On Incompetence

I bet he even loses when he's playing this game with Barron.

I bet he even loses when he’s playing this game with Barron.

Donald Trump is many things, most of them terrible.  (Seriously, has there ever been a human being with fewer redeeming qualities?  And I’m someone who is usually pretty pollyannaish about seeing the best in people.)  One of his prominent characteristics is deep and profound incompetence.  The man has basically fucked up everything he has ever touched.  His business ventures are a mess, which have only ever been saved by lucky intervention.  He has no attention span, can’t see a project through to completion, and does not appear to learn from his mistakes.  His real estate empire is a cobbled-together mess, glued together with tax dodges, shady dealings, and multiple bankruptcies.  His branding business is small-time and absurd.  The one thing he has proved good at in the twenty-first century, bullying people on TV, has crumbled to dust as networks and sponsors have run screaming.  He has left a trail of failed marriages and hollow interpersonal relationships behind him, and his children (at least those who have taken a public role in the past few years) seem as empty and miserable as he is.  In his perpetually infantile self-involvement, he has developed a reverse Midas touch.  Everything he touches turns reliably to shit.  (The fact that he has gotten as far as he has, anyway, is a testament to the overwhelming power of dynastic, inherited wealth in the United States.)

This fundamental Trumpian truth gives me both hope and despair.  First the hope.  My reading of the second Bush presidency is that the American public didn’t broadly turn against him until 2005, around the time of Hurricane Katrina, when his administration’s deep disinterest in competent administration became brutally apparent.  I don’t think a broad swath of the American electorate ever had a particularly deep objection to Bush’s Bible-banging, trickle-down, neoliberal politics, as loathsome as they were to me and mine.  Bush’s policy positions, and the actions he took to achieve them, were divisive and destructive for Americans, Iraqis, and pretty much the rest of the world, too.  But that didn’t appear to bother most American voters, until it became clear that the Bush administration was seriously amateur hour, an ideological gong show that literally couldn’t get out of its own way.  Only when Katrina revealed that incompetence in stunning technicolor did the broader American electorate begin to notice it in the administration’s other areas of endeavor.  But when they did wake it up it, they turned against the Bushies with a vengeance, delivering solid Democratic majorities in 2006 and 2008.

Trump is doing us all the favor of revealing his incompetence in office right off the bat.  It’s not even two weeks after the election, and his transition team has already been through major shake-ups.  They can’t get simple documents signed in time, they can’t find competent people to staff key positions, and they are making politically destructive choices left and right.  A narrative is already building that Trump is too distracted and disinterested to construct a basically functional administration.  It is looking like we won’t have to wait for another Katrina for the Trump administrations’s basic incompetence to be revealed; we may not even have to wait for inauguration.

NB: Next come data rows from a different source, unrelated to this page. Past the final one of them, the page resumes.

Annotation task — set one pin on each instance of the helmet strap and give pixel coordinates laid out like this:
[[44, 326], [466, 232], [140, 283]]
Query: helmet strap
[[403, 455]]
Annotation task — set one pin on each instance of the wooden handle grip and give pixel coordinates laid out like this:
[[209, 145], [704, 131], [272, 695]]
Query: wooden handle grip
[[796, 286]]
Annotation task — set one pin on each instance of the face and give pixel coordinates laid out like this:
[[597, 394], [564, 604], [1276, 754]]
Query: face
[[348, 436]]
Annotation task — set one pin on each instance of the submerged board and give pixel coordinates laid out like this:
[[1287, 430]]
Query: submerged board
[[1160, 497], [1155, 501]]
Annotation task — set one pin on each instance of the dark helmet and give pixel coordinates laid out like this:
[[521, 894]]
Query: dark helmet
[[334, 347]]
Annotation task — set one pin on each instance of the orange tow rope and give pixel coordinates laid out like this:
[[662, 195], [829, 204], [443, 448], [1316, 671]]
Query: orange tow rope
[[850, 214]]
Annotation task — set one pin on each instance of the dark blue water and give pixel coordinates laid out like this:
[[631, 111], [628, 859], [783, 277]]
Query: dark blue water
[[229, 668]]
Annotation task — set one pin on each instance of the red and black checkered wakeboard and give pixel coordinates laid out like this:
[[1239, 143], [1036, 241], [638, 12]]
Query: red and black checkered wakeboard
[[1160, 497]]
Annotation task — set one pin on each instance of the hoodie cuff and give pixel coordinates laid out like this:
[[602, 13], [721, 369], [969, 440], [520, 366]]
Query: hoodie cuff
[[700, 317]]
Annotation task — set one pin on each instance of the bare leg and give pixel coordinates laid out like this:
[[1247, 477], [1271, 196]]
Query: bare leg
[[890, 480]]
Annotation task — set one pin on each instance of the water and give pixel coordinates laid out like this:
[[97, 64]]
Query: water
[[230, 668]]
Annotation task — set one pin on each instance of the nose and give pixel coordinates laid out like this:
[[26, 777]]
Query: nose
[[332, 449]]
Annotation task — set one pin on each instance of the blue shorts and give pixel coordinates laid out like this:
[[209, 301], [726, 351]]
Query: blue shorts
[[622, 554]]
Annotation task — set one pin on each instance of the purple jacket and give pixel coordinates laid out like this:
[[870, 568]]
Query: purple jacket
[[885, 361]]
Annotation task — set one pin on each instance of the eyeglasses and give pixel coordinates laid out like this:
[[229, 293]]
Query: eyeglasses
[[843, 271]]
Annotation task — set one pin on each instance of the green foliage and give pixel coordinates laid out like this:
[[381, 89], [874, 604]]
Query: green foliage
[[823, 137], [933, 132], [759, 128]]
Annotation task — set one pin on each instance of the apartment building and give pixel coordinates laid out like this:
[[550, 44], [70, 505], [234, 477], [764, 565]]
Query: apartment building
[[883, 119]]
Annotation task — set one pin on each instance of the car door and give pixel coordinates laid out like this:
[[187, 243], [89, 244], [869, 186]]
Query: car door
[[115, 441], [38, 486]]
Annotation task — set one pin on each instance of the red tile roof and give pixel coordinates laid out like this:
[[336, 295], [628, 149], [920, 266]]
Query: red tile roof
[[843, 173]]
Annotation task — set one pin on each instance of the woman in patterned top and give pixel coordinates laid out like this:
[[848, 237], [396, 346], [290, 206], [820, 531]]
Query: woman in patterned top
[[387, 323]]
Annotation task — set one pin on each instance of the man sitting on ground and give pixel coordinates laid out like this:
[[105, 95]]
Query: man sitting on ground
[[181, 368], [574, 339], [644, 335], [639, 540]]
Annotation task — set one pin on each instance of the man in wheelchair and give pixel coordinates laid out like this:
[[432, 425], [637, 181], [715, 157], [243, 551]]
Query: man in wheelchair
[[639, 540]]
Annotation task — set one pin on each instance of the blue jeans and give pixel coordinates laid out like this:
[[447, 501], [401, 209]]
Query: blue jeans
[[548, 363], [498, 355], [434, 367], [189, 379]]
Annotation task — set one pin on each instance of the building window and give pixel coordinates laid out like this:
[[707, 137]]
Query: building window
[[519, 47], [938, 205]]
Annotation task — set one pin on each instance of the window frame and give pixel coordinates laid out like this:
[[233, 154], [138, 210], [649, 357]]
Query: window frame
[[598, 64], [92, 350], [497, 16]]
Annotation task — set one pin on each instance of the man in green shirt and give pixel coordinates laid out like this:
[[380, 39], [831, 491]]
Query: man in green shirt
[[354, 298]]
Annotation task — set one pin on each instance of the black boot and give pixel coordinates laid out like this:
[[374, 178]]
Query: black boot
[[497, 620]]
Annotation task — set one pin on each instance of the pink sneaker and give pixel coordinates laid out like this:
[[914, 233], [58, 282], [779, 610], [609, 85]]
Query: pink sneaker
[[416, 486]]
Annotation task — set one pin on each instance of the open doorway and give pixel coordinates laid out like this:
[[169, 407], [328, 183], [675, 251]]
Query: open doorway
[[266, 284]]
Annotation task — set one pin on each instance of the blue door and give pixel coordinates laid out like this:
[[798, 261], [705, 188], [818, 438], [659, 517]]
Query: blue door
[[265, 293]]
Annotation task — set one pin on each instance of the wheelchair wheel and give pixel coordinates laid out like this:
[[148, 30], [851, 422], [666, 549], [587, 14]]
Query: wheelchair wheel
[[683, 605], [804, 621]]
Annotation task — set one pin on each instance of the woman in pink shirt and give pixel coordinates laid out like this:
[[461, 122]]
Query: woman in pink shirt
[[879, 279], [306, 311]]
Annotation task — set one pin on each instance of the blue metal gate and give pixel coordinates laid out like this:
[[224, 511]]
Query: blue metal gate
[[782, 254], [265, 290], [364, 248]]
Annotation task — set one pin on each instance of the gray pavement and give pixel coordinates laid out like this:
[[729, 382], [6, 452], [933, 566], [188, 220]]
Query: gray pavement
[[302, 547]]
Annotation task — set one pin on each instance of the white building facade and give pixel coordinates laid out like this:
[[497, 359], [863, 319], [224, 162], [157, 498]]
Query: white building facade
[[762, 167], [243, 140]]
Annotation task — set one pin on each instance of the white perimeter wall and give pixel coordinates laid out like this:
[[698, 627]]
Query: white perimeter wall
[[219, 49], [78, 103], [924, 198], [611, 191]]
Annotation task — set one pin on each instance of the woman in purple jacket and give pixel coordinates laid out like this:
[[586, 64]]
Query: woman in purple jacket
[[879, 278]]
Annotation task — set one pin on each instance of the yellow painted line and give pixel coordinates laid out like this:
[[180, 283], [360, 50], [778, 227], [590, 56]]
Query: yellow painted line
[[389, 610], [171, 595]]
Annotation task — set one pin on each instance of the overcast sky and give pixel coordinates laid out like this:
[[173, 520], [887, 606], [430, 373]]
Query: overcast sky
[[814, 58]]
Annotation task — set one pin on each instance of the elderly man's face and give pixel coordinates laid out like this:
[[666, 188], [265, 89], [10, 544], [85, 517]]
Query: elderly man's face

If the experience of the Bush years holds, the efficiently-distributed minority of American voters who keep putting these clowns in office may be inclined to turn against Trump sooner rather than later, not because they find his odious policies and political positions objectionable (which still BOGGLES THE MIND), but because they are fundamentally turned off by leaders who can’t get their shit together to handle the basics.

That’s the cause for hope.  Enough American voters might be fine with a racist, misogynistic, militaristic ignoramus, but they will lose patience when he has trouble keeping the lights on in the White House.  The cause for despair is that, well, he might have trouble keeping the lights on in the White House.  I remain confident that his incompetence will ultimately be a political liability, but in the meantime, it will be incredibly destructive of our national economy, our national security, and most of all our national community.  I think Trump will ultimately tank himself the way he always does, through his sheer inability to accomplish anything, but the problem is, we’re all going to be caught in the crossfire in the meantime.  It will not be a pretty sight.

2 comments

  1. Sara says:

    Great caption on that board game — only I bet he cheats so Barron can’t win.

    I know you must’ve heard about the massive traffic jam in the Lincoln Tunnel when he insisted on having a transition meeting in NYC. Can you *imagine* life for people in the city if Melania and Barron actually don’t move into the White House? He’s really giving the lie to the conservative idea that an effective federal government in a nation of this size can be small. I would say he’s also going to expose that the country can’t actually be run like a business, but as you say, he’s a shitty businessman.